Florida strain largemouth bass were introduced into several private lakes in Texas back in the early 1970's. The state record was broken with a bass caught in private waters, Lake Echo in east Texas. In 1986, that same angler broke his own record with a 15.5 monster bass that still sits at the number 44 slot in the annals of giant Texas bass. Number 44? Number one is an 18.18 hawg caught in Lake Fork by a farmer fishing for crappie in 45 feet of water.
Of 515 bass larger than 13 pounds donated to the ShareLunker program, not one...zero... have been native strains. Slightly more than 50% of those donated fish are pure strain Florida bass, caught in lakes that have less than 10% pure strain Florida genetics. Almost 90% of the general population consists of Fx...Florida genetics that have been crossed, backcrossed and crossed with each other.

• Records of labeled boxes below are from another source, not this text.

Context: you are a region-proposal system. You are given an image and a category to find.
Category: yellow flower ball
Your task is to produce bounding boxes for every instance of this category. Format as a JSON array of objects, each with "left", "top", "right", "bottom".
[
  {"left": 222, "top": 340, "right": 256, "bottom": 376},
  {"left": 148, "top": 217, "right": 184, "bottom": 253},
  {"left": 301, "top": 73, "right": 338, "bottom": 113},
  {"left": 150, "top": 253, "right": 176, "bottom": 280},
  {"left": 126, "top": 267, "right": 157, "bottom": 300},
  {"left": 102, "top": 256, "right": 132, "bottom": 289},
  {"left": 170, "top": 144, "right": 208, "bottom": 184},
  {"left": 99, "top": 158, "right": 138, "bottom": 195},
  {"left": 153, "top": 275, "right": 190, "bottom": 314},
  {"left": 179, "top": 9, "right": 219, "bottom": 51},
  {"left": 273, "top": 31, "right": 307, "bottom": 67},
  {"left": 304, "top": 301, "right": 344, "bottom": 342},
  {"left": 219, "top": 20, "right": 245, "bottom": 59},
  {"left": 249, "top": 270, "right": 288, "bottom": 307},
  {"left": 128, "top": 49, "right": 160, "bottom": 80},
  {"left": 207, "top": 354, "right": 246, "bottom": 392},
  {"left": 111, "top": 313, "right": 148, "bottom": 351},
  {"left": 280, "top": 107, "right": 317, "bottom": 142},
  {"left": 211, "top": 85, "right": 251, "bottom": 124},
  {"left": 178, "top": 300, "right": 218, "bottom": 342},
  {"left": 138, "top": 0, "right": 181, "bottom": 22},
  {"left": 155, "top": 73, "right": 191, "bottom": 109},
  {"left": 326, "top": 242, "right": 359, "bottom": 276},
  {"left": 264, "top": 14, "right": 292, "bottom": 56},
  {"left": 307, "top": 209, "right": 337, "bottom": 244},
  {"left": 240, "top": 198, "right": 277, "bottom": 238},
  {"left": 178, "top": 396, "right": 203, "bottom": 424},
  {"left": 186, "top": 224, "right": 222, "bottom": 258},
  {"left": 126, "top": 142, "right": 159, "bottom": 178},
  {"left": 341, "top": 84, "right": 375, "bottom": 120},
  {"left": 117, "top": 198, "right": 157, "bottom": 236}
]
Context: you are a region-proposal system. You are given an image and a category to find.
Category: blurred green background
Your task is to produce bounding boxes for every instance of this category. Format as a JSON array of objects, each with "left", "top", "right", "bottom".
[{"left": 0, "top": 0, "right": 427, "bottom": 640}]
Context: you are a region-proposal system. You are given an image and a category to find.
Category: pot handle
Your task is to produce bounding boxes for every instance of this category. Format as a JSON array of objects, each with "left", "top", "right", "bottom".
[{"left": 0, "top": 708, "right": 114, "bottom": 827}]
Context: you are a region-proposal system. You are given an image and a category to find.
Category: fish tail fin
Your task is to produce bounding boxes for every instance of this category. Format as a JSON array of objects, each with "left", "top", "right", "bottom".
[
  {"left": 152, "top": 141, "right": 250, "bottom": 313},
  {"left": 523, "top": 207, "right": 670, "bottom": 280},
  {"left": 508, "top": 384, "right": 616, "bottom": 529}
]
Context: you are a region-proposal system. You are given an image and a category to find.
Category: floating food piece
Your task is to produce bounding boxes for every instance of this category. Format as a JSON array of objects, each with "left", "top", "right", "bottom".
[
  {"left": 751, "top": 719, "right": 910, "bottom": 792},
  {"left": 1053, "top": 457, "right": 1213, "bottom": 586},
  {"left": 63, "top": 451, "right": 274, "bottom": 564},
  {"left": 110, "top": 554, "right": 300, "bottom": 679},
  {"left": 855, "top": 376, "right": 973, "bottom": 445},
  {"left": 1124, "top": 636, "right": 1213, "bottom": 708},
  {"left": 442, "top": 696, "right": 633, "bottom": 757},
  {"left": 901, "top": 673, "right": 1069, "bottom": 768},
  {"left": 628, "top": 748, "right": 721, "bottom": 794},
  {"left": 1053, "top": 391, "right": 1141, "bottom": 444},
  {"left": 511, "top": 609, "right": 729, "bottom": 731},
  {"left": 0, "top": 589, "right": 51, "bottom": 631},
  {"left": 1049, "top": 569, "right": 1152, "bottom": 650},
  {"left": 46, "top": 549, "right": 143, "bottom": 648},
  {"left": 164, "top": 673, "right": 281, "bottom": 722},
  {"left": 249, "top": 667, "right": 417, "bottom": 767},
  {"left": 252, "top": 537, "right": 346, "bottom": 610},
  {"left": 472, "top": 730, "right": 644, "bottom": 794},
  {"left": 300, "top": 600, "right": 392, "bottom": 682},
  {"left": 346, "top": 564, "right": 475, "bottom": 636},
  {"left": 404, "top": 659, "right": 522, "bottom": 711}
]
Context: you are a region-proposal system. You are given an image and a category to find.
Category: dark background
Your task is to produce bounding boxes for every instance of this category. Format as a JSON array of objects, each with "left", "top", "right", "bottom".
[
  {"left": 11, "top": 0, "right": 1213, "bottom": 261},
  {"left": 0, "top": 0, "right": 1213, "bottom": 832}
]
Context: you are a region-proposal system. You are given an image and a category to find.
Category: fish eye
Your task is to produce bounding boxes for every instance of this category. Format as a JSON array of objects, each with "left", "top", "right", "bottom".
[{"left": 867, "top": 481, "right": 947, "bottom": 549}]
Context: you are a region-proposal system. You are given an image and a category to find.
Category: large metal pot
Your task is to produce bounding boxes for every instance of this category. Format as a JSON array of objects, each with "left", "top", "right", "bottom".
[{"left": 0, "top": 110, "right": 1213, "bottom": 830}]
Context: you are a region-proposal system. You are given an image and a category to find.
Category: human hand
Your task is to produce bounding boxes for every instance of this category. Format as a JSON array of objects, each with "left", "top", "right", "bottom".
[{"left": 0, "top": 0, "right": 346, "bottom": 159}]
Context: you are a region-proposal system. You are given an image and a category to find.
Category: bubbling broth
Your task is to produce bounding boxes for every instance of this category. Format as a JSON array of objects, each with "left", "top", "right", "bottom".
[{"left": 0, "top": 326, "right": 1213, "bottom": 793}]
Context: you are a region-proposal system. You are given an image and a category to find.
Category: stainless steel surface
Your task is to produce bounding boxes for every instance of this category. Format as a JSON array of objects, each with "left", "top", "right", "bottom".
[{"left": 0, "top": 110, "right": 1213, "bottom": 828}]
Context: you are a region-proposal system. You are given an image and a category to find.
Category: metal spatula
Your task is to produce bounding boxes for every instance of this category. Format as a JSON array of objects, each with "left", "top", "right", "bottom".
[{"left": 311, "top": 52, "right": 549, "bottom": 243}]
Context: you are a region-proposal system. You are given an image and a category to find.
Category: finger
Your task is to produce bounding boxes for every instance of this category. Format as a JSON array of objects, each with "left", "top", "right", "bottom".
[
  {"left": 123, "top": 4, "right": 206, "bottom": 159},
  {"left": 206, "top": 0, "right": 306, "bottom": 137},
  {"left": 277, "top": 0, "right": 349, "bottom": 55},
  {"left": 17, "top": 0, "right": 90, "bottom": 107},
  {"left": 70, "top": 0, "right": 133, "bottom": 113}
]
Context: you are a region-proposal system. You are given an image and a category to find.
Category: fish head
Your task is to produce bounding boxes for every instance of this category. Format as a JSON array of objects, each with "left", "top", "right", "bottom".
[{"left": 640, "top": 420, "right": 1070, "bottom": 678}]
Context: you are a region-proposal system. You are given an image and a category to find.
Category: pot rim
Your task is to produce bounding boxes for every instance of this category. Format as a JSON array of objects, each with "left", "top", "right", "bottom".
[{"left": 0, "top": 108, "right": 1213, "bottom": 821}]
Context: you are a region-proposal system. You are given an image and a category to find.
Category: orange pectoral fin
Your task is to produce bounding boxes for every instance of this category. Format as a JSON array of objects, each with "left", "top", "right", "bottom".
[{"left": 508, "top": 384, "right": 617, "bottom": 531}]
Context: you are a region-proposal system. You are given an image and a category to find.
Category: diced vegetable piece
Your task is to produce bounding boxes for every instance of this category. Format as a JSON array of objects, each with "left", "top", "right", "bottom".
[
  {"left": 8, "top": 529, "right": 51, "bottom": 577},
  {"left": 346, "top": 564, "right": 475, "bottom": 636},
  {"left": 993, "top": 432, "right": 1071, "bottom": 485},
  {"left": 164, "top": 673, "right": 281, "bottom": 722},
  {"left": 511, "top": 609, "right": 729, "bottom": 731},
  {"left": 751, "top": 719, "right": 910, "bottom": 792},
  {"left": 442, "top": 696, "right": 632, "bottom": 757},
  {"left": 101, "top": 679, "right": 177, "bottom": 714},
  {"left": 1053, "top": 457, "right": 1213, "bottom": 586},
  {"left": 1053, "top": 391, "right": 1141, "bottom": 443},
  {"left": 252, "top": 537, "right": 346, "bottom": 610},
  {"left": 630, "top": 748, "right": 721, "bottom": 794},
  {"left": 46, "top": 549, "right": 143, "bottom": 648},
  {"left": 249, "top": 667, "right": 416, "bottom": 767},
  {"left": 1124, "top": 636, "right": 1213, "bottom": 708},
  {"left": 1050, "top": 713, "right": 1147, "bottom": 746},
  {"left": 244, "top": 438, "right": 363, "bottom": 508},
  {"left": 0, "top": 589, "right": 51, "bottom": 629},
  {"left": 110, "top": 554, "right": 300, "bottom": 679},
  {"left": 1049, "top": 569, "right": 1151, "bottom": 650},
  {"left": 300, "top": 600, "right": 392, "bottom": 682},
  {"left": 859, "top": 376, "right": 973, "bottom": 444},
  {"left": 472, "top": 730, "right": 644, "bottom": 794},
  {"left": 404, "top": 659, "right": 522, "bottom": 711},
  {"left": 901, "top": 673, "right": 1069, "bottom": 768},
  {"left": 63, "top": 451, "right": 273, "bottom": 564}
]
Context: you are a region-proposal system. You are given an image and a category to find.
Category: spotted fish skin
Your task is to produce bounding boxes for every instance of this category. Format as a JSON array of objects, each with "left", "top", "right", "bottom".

With bluegills, coppernose bluegill have been the go-to fish for fisheries managers in the south, genetically speaking. That certainly doesn't mean the native genetics won't grow huge, but it doesn't mean they will, either.
With all things biological, there are caveats.
Most of the time, fish stocked outside their native habitat don't thrive. Certainly there are exceptions, such as Florida bass. Look at California's successes with that fish. Cuba, Costa Rica, Georgia the Carolina's...those state records are Florida bass. Heck, with a few questionable exceptions (like New York) every state with a record into double digits has Florida genetics of some sort. The world record bass, until an angler from Japan tied the record not long ago, came from a backwater lake in Georgia.
But, look at the state record in South Dakota. No Florida genetics there.
Here's the deal. Genetics play a vital role in growing huge fish. But, just because a tiger muskie in an Ohio lake grows to huge sizes doesn't mean someone in Wyoming can have the same results with genetically superior offspring produced in Ohio.
So, what's a pondmeister to do?
Look nearby. See what the results are in similar environments as yours. If you live in Missouri, odds aren't good that Florida bass will thrive there. It gets cold in Missouri. Florida bass don't like cold. Neither do coppernose bluegills.
Native fish are very often the best choice. Take the time to understand the best local genetics before choosing to go find some exotic genes from a hatchery hundreds of miles away.
What about all those crosses you hear about? Some good, some maybe, some not. Let's just stay with the hype and promotional stuff you read and hear about. Success still revolves around habitat and food chain. If you live in Vermont, you definitely won't have the same success stocking those acclaimed hybrids than if you live in Mississippi. That's a habitat and environmental thing.
Are genetics important? Absolutely.
They are a key component in your quest to grow giant fish.
But, just like everything else in this pond management business, you've got to make good choices, based on the best information, based on where you live, based on your goals.